Wenn es dann ans "normale" und vor allem das vertikale Passing Game geht, muss es eine hohe Priorität sein, Jackson möglichst klare Reads zu geben. Beim Touchdown vier Minuten vor dem Ende, der um ein Haar der Game Winner gewesen wäre, gelingt den Ravens genau das.
Kansas City spielt Outside Man Coverage (blau markiert) und hat einen tiefen Zone-Safety (rot). Die Ravens nutzen das für eine tiefe Rub Route, und je nachdem wohin sich der Safety orientiert und ob möglicherweise ein Cornerback seinen Receiver nicht durch das Chaos in der Mitte des Feldes verfolgen kann, weiß Jackson genau, wo er mit dem Ball hin muss.

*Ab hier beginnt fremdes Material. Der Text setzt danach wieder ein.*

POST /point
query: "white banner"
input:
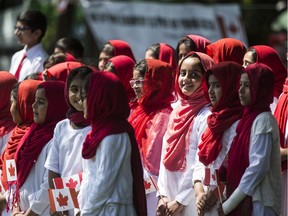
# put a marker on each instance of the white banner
(142, 24)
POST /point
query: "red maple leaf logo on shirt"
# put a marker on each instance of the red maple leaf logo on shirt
(71, 183)
(11, 170)
(147, 185)
(62, 200)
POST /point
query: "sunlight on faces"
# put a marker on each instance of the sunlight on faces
(40, 106)
(248, 59)
(75, 90)
(137, 88)
(215, 90)
(14, 112)
(190, 76)
(244, 90)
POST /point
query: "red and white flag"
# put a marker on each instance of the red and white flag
(11, 170)
(62, 199)
(68, 182)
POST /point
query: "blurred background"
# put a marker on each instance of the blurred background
(263, 22)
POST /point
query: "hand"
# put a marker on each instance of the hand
(162, 206)
(220, 210)
(174, 208)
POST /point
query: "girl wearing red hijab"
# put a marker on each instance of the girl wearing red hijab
(186, 124)
(112, 172)
(221, 88)
(281, 115)
(123, 66)
(226, 49)
(32, 178)
(253, 173)
(7, 81)
(190, 43)
(22, 98)
(152, 82)
(114, 48)
(268, 56)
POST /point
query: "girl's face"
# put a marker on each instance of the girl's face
(14, 112)
(248, 59)
(40, 106)
(190, 77)
(183, 51)
(215, 90)
(244, 90)
(137, 83)
(75, 90)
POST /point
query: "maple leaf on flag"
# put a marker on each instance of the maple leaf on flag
(71, 183)
(62, 200)
(147, 185)
(11, 170)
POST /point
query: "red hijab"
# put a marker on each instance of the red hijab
(124, 70)
(261, 88)
(227, 111)
(281, 115)
(168, 54)
(267, 55)
(39, 135)
(200, 42)
(227, 49)
(7, 81)
(108, 110)
(25, 99)
(61, 70)
(181, 119)
(157, 95)
(122, 48)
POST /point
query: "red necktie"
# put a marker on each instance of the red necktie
(20, 66)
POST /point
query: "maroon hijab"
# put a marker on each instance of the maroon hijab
(39, 135)
(7, 81)
(108, 110)
(261, 88)
(227, 111)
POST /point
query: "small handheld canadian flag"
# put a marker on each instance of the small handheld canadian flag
(68, 182)
(11, 170)
(62, 199)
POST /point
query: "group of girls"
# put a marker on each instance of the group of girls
(201, 134)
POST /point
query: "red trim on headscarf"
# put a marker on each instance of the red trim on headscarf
(157, 95)
(226, 112)
(261, 88)
(227, 49)
(281, 115)
(122, 48)
(181, 119)
(108, 110)
(7, 81)
(268, 56)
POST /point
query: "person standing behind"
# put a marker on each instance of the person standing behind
(30, 28)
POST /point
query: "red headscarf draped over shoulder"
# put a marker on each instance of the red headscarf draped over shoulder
(182, 118)
(108, 110)
(227, 49)
(25, 99)
(268, 56)
(124, 70)
(39, 135)
(261, 88)
(200, 42)
(7, 81)
(122, 48)
(227, 111)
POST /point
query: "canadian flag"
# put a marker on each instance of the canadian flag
(68, 182)
(211, 177)
(11, 170)
(62, 199)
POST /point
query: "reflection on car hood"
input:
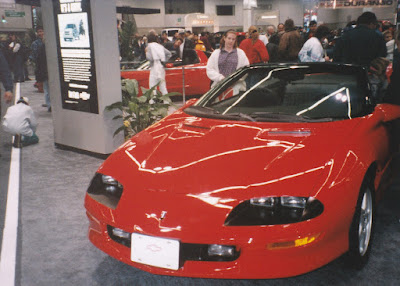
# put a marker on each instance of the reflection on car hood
(183, 154)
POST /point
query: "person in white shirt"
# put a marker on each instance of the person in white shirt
(312, 50)
(227, 59)
(20, 120)
(157, 55)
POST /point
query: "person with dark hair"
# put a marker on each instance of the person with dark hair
(254, 48)
(312, 50)
(157, 56)
(311, 32)
(186, 49)
(362, 44)
(290, 43)
(206, 42)
(227, 59)
(20, 120)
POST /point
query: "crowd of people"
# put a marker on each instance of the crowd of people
(367, 42)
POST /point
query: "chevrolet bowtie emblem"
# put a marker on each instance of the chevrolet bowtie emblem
(163, 214)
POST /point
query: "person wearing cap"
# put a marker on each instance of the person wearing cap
(227, 59)
(5, 78)
(362, 44)
(20, 120)
(290, 43)
(254, 48)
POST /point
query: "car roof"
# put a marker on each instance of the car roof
(323, 66)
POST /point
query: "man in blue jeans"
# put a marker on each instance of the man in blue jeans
(20, 120)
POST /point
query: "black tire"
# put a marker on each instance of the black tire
(362, 227)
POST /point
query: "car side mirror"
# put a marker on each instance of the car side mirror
(189, 103)
(388, 111)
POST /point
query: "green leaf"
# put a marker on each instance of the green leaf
(117, 117)
(119, 130)
(142, 99)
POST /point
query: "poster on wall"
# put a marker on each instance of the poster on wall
(76, 55)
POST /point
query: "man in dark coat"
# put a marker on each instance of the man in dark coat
(362, 44)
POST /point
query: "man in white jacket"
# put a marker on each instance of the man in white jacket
(20, 120)
(157, 55)
(226, 60)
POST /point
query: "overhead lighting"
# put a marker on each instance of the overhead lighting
(269, 17)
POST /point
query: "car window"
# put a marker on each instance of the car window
(287, 94)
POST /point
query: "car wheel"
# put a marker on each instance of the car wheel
(362, 227)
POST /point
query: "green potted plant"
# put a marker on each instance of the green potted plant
(139, 112)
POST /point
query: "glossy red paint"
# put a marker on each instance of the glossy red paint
(199, 169)
(196, 80)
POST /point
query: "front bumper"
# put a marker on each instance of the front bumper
(254, 261)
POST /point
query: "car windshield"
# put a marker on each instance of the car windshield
(288, 94)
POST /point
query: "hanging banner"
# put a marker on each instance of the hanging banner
(76, 55)
(354, 3)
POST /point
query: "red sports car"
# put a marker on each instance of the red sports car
(196, 80)
(273, 173)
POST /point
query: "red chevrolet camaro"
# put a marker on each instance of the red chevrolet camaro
(195, 77)
(275, 172)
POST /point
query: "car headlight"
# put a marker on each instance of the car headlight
(274, 210)
(106, 190)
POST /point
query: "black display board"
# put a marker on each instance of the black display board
(76, 55)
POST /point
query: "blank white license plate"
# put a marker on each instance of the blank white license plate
(155, 251)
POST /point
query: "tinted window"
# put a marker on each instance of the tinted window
(287, 94)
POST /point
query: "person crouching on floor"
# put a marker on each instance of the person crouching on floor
(20, 119)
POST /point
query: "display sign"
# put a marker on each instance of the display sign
(14, 13)
(76, 55)
(354, 3)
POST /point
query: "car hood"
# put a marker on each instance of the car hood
(182, 154)
(188, 166)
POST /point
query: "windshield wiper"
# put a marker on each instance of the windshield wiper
(204, 109)
(241, 115)
(286, 116)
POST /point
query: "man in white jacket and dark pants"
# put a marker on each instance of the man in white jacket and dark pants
(225, 60)
(20, 120)
(157, 55)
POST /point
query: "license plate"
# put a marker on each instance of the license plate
(155, 251)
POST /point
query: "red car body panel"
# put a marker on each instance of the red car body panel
(199, 169)
(196, 80)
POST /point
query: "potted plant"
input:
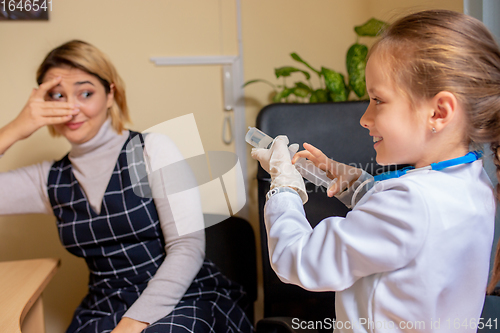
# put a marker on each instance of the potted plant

Und das Fazit? Baltimore ist ein unorthodoxes Team, auf beiden Seiten des Balls. Die Defense gehört zum Aggressivsten, was die Liga zu bieten hat; während die Offense in Zeiten der Passing-Game-Explosion damit punktet, Gegnern über das Run Game weh zu tun und so vieles, was die Ravens ansonsten machen, auf den Run Konzepten aufbaut.
Das ist eine spannende weil andere Formel. Es ist aber auch ein Musterbeispiel dafür, wie ein Team sein Scheme an die Qualitäten der eigenen Spieler anpasst.
Der Auftritt der Ravens in KC war der eines Playoff-Teams, Baltimore gehört in die Postseason. Und dort wären die Ravens einer der unangenehmsten Gegner, mit dem es eines der Top-Teams zu tun bekommen könnte.